Quote from: tapdancingbeavers
I would in fact argue that there should be a race which does use robots as Necrons are, effectively Wraithguard.
And the eldar, above all others, should be one of those races! ;)

But, yes, the Necron technologies share many similarities - if opposing 'technological basis' - for the 'wargear' that you see evidenced, i.e. Wraith-units and the Avatar itself. ;)

Quote from: tapdancingbeavers
If Eldar used AI over Wraithforms pre-fall that would indicate (although not prove) that Eldar AI is in fact superior to the current methods.  Which once again makes me wonder why they don't seem to use it.
Purely Thematic Army, I'm guessing.  Given the duration of the Fall it begins to begger belief that the eldar went, "Ooops.  We left all that knowledge on the homeworld.  Bugger."

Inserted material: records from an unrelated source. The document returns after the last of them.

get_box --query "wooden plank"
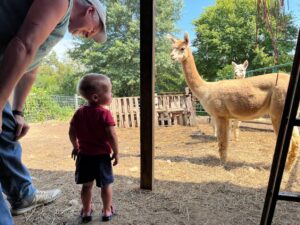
[135,97,140,127]
[178,114,183,125]
[123,98,129,128]
[159,112,164,126]
[128,97,135,127]
[167,112,172,126]
[110,98,118,127]
[117,98,124,128]
[140,0,154,190]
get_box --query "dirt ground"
[13,118,300,225]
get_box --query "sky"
[176,0,300,42]
[53,0,300,58]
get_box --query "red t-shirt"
[70,105,116,155]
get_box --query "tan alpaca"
[211,60,249,140]
[168,32,300,170]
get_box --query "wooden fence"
[76,92,197,128]
[155,92,196,127]
[109,96,141,128]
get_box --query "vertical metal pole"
[140,0,155,189]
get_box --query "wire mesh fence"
[24,94,77,122]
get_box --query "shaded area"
[13,169,300,225]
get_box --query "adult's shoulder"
[32,0,69,8]
[29,0,69,20]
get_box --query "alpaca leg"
[236,120,241,141]
[210,116,217,137]
[214,123,217,137]
[230,120,234,141]
[232,120,240,141]
[286,128,300,171]
[215,117,230,162]
[270,117,299,171]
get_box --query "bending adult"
[0,0,107,224]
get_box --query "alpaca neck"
[181,47,206,90]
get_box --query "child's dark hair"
[78,73,110,100]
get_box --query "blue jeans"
[0,103,36,225]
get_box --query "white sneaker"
[11,189,61,215]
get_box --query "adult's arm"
[0,0,69,113]
[13,68,38,112]
[12,68,38,140]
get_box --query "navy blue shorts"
[75,154,114,187]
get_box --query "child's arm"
[69,125,79,160]
[105,126,119,166]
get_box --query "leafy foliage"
[216,65,235,81]
[36,52,84,95]
[193,0,298,81]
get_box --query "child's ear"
[86,5,95,17]
[91,94,99,102]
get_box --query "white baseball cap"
[86,0,107,43]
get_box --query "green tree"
[35,52,83,95]
[193,0,298,81]
[35,52,62,94]
[69,0,184,96]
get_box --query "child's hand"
[71,148,78,160]
[111,153,119,166]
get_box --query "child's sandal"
[101,206,116,222]
[80,208,93,223]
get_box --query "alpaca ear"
[184,32,189,45]
[232,61,237,67]
[243,60,249,69]
[166,34,176,44]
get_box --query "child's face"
[101,81,113,106]
[88,79,113,106]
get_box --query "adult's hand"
[14,114,30,140]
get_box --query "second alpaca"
[211,60,248,141]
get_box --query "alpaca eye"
[180,48,185,51]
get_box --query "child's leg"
[81,181,93,215]
[101,184,113,215]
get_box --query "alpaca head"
[167,32,190,62]
[232,60,248,79]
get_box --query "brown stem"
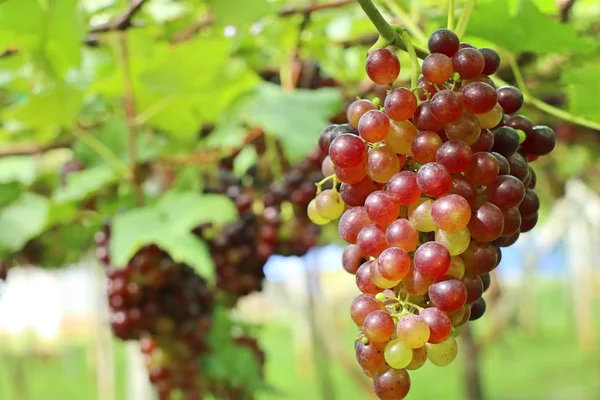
[90,0,148,33]
[170,16,215,43]
[118,31,143,206]
[0,138,74,157]
[279,0,355,17]
[558,0,577,22]
[461,324,484,400]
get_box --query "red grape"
[366,48,401,85]
[411,131,443,163]
[420,307,452,343]
[452,48,485,79]
[413,101,445,132]
[461,82,497,114]
[340,178,377,206]
[363,310,395,343]
[468,202,504,242]
[386,219,419,252]
[428,279,467,312]
[378,247,411,281]
[428,28,459,57]
[348,99,377,128]
[373,368,411,400]
[339,206,372,244]
[416,163,451,197]
[436,140,473,173]
[430,90,463,123]
[431,194,471,231]
[330,134,368,168]
[359,110,391,143]
[479,48,501,75]
[496,86,524,114]
[422,53,454,84]
[385,88,418,121]
[357,224,388,257]
[414,242,451,279]
[486,175,526,210]
[343,244,365,274]
[466,152,499,186]
[351,294,384,325]
[365,191,400,227]
[386,171,421,205]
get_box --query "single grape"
[407,198,436,232]
[365,191,400,228]
[413,101,445,132]
[414,241,451,279]
[384,339,413,369]
[470,128,495,152]
[373,368,411,400]
[386,219,419,252]
[463,274,484,304]
[387,171,422,205]
[422,53,454,84]
[447,256,466,279]
[385,120,418,154]
[491,126,520,157]
[417,76,440,101]
[479,48,501,75]
[448,175,476,205]
[481,273,491,292]
[426,336,458,366]
[340,178,377,207]
[491,152,510,175]
[519,188,540,217]
[445,110,481,145]
[468,202,505,242]
[315,189,345,220]
[520,212,538,232]
[505,114,534,135]
[486,175,526,210]
[461,82,497,114]
[366,48,401,85]
[521,125,557,156]
[466,152,499,186]
[411,131,443,163]
[469,297,487,320]
[501,207,522,237]
[406,346,428,370]
[343,244,365,274]
[385,88,418,121]
[335,163,367,184]
[307,199,329,225]
[359,110,391,143]
[319,125,338,154]
[428,28,459,57]
[396,314,431,348]
[436,140,473,173]
[428,279,467,312]
[435,228,471,256]
[355,340,386,377]
[339,206,372,244]
[416,163,451,197]
[357,224,388,257]
[378,247,411,281]
[367,144,401,183]
[496,86,524,114]
[370,261,402,289]
[527,167,537,189]
[321,156,335,177]
[445,306,466,326]
[475,103,503,129]
[507,153,530,183]
[356,260,382,294]
[351,294,384,325]
[461,241,498,275]
[452,48,485,79]
[363,310,395,343]
[431,194,471,231]
[329,134,367,168]
[347,99,377,128]
[403,267,434,296]
[430,90,463,123]
[420,307,452,343]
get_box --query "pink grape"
[414,242,451,279]
[403,267,433,296]
[359,110,391,143]
[386,219,419,252]
[436,140,473,173]
[422,53,453,84]
[468,202,505,242]
[329,134,367,168]
[452,48,485,79]
[365,191,400,227]
[356,260,382,294]
[411,131,443,163]
[340,178,377,206]
[385,88,418,121]
[416,163,451,197]
[430,90,463,123]
[348,99,377,128]
[366,48,401,85]
[357,224,388,257]
[413,101,445,132]
[355,341,386,377]
[461,82,497,114]
[431,194,471,231]
[335,163,367,184]
[351,294,384,326]
[339,206,372,244]
[342,244,365,274]
[448,175,477,205]
[428,279,467,312]
[420,307,452,344]
[377,247,411,281]
[466,152,499,186]
[363,310,395,343]
[386,171,421,205]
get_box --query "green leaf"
[207,0,276,27]
[0,193,49,255]
[53,165,119,203]
[44,0,85,76]
[0,156,38,185]
[466,0,590,54]
[0,0,44,50]
[238,84,342,162]
[561,65,600,123]
[0,183,22,207]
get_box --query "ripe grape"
[492,126,520,157]
[413,101,445,132]
[385,120,418,154]
[463,274,484,304]
[411,131,443,163]
[315,189,345,220]
[403,267,434,296]
[417,76,440,100]
[339,206,372,244]
[370,262,402,289]
[428,28,459,57]
[396,315,431,348]
[466,152,499,186]
[416,163,451,197]
[428,279,467,312]
[357,224,388,257]
[340,178,377,206]
[486,175,526,209]
[452,48,485,79]
[448,175,476,204]
[367,144,401,183]
[414,242,451,279]
[507,153,530,182]
[363,310,395,343]
[377,247,411,281]
[422,53,454,84]
[307,199,329,225]
[470,128,494,152]
[385,88,418,121]
[430,90,463,123]
[356,341,386,377]
[461,241,498,275]
[475,103,504,129]
[520,212,538,232]
[447,256,466,279]
[436,140,473,173]
[519,188,540,217]
[373,368,411,400]
[329,134,367,168]
[468,202,505,242]
[384,339,413,369]
[365,191,400,227]
[505,114,534,135]
[479,48,501,75]
[496,86,524,114]
[445,110,481,144]
[359,110,391,143]
[386,219,419,252]
[426,336,458,366]
[406,347,428,370]
[343,244,365,274]
[501,207,522,237]
[347,99,377,128]
[335,163,367,184]
[527,167,537,189]
[469,298,487,321]
[351,294,384,326]
[461,82,497,114]
[420,307,452,344]
[356,261,382,295]
[387,171,422,205]
[407,198,436,232]
[366,48,401,85]
[431,194,471,231]
[321,156,335,176]
[491,152,510,175]
[435,228,471,256]
[521,125,557,156]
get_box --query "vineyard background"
[1,0,600,399]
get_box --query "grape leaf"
[53,165,120,203]
[466,0,590,54]
[0,156,38,185]
[0,0,44,50]
[0,193,49,255]
[44,0,85,76]
[561,65,600,123]
[0,183,21,207]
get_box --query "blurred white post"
[126,342,156,400]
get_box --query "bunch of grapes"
[308,28,555,400]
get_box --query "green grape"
[384,338,413,369]
[426,337,458,366]
[370,262,401,289]
[315,189,345,220]
[408,198,436,232]
[435,228,471,256]
[307,199,330,225]
[446,256,465,279]
[475,103,503,129]
[385,120,418,155]
[396,314,431,348]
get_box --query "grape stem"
[448,0,456,31]
[379,0,428,45]
[455,0,476,38]
[400,29,420,89]
[315,174,338,194]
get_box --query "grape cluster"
[309,28,555,400]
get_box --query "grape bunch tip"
[308,28,555,400]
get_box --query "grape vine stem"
[400,30,420,89]
[455,0,476,38]
[379,0,428,45]
[448,0,456,31]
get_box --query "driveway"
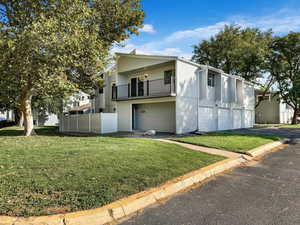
[120,128,300,225]
[231,126,300,139]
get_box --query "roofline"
[115,52,178,60]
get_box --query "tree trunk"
[291,108,298,125]
[18,111,24,127]
[20,93,35,136]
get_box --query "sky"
[112,0,300,59]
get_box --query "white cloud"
[165,22,229,43]
[112,8,300,59]
[138,24,156,34]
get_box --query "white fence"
[59,113,118,134]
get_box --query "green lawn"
[255,124,300,128]
[171,132,281,153]
[0,127,224,217]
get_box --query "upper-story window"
[207,70,216,87]
[99,88,104,94]
[164,70,173,85]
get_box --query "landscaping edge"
[0,138,289,225]
[245,138,290,158]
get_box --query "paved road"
[120,128,300,225]
[232,127,300,139]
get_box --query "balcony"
[112,77,176,101]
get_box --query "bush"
[0,120,16,129]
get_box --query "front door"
[131,77,144,97]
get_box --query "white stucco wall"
[175,60,199,134]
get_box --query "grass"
[0,126,224,217]
[255,124,300,128]
[171,132,281,153]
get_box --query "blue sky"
[112,0,300,59]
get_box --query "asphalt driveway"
[120,128,300,225]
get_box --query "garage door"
[134,102,176,133]
[198,107,217,132]
[233,109,242,129]
[245,110,254,128]
[218,109,231,130]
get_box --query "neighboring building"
[64,91,91,114]
[88,52,255,134]
[91,73,117,113]
[33,111,59,126]
[255,90,294,124]
[69,103,91,115]
[0,110,15,121]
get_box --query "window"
[164,70,173,85]
[207,70,216,87]
[99,88,104,94]
[257,95,270,102]
[112,83,117,99]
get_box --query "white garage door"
[245,110,254,128]
[233,109,242,129]
[134,102,176,133]
[198,107,217,132]
[218,109,231,130]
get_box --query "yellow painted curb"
[0,157,246,225]
[246,138,290,158]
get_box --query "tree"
[0,0,144,136]
[192,25,272,80]
[269,32,300,124]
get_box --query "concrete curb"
[0,157,246,225]
[245,138,290,158]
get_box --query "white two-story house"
[93,52,254,134]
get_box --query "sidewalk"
[158,139,242,158]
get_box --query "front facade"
[103,52,255,134]
[255,90,294,124]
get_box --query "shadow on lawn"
[0,126,61,137]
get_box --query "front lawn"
[171,132,281,153]
[0,127,224,217]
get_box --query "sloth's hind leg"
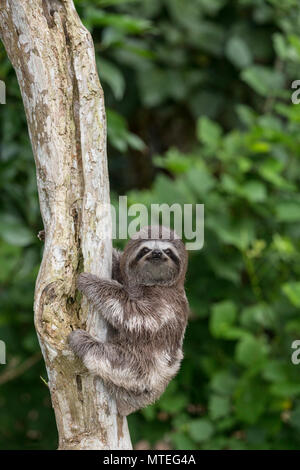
[68,330,155,416]
[68,330,133,389]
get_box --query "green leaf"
[211,371,238,396]
[241,180,267,202]
[151,174,195,205]
[276,202,300,222]
[282,282,300,307]
[236,104,257,128]
[154,149,191,175]
[126,133,146,151]
[0,214,34,247]
[96,58,125,99]
[141,405,156,421]
[240,303,275,329]
[209,395,231,420]
[241,65,284,96]
[158,381,188,414]
[107,108,129,152]
[273,33,288,59]
[170,432,195,450]
[258,158,294,190]
[235,381,267,424]
[262,360,289,383]
[270,382,300,398]
[225,37,252,69]
[86,8,152,34]
[235,335,268,367]
[272,234,295,255]
[198,0,226,15]
[184,166,215,195]
[159,393,188,414]
[188,21,225,56]
[196,116,222,148]
[188,419,214,442]
[210,300,237,338]
[106,108,145,152]
[214,218,255,251]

Quote from: tapdancingbeavers
Namely that Eldar could build their technology 'without hands' as it were.
Indeed, and this can be done both directly by the eldar and, presumably, by the spirits of the Infninity Circuit.

Quote from: tapdancingbeavers
I see Eldar as largely having separated themselves from the physical world and now prefer the warp world.
Well, given their myth states that they were originally separated from the warp...?  Hmmn.  I see what you're getting at, but the idea that the eldar conjure everything out of thin air has always struck me as a bit munchkin.  Ergo I maintain a physical component: eldar bridge the gap between the C'tan/Necrons and the Old Ones.

Quote from: tapdancingbeavers
I just think it is possible that the Eldar post-fall thought that the way their gods did things was the best way, thus tying in with my opinion that there is a reason for the almost complete lack of AI.
It just seems to me to be too nebulous.  Too much of a stretch to validate something that seems more obviously keyed to the idea that if you have robots that can fight, you will use robots to fight.  Ergo, what is the point of having 'soldiers'.  Also, it steps on the toes of the Necron 'Theme'.

Quote from: tapdancingbeavers
Perhaps the Eldar cannot 'soul graft' as going into the warp to retrieve soul stones is quite a task .
Pardon?

Quote from: tapdancingbeavers
I guess i see the Eldar as having chosen a single path of development (namely the use of warp technology) to the almost negligence of all else.
I've seen the argument before, and while there is some justification for it the exact opposite can also be taken.

Quote from: tapdancingbeavers
I just see a lot of the arguments for Eldar having AI as being "well other races have it so the 'smartest' race have it" which falls into exactly the same trap as saying "other races have it so Eldar can't". 
Indeed.  And the same approach whereby everything has to be different to market little alloy figures? ;)

Quote from: tapdancingbeavers
As stated above if the Eldar don't use it there must be a really good reason to force them into using the dead.
Yet they have no problem using the Ancestors in general for other tasks.

Quote from: tapdancingbeavers
Maybe but i'd argue Wraithforms are more like Necrons than AI, after all, Necrons are souls trapped in metal, just like Wraithguard.
Hmmn, I'm fairly sure that Necrons are not 'souls trapped in metal'.

Quote from: tapdancingbeavers
Anyway i digress.  Unless someone shows me some form of hard evidence that the Eldar use advanced AI (i'll look for that book) i think my opinions and reasons have been stated.
And you are entitled to your opinion.  Personally I find sticking to the canon to be inherently restrictive, since we're restricting ourselves to whatever GW happens to want to write about to market their new army.  Each to his own!

Or put another way: "Absence of evidence is not evidence of absence."

Quote from: Still_Good
Advanced Computer Programs (AI) or no, it seems everyone in this thread is forgetting about the greatness of analog systems.
I don't forget anyone is forgetting it, merely concentrating on the issues at hand.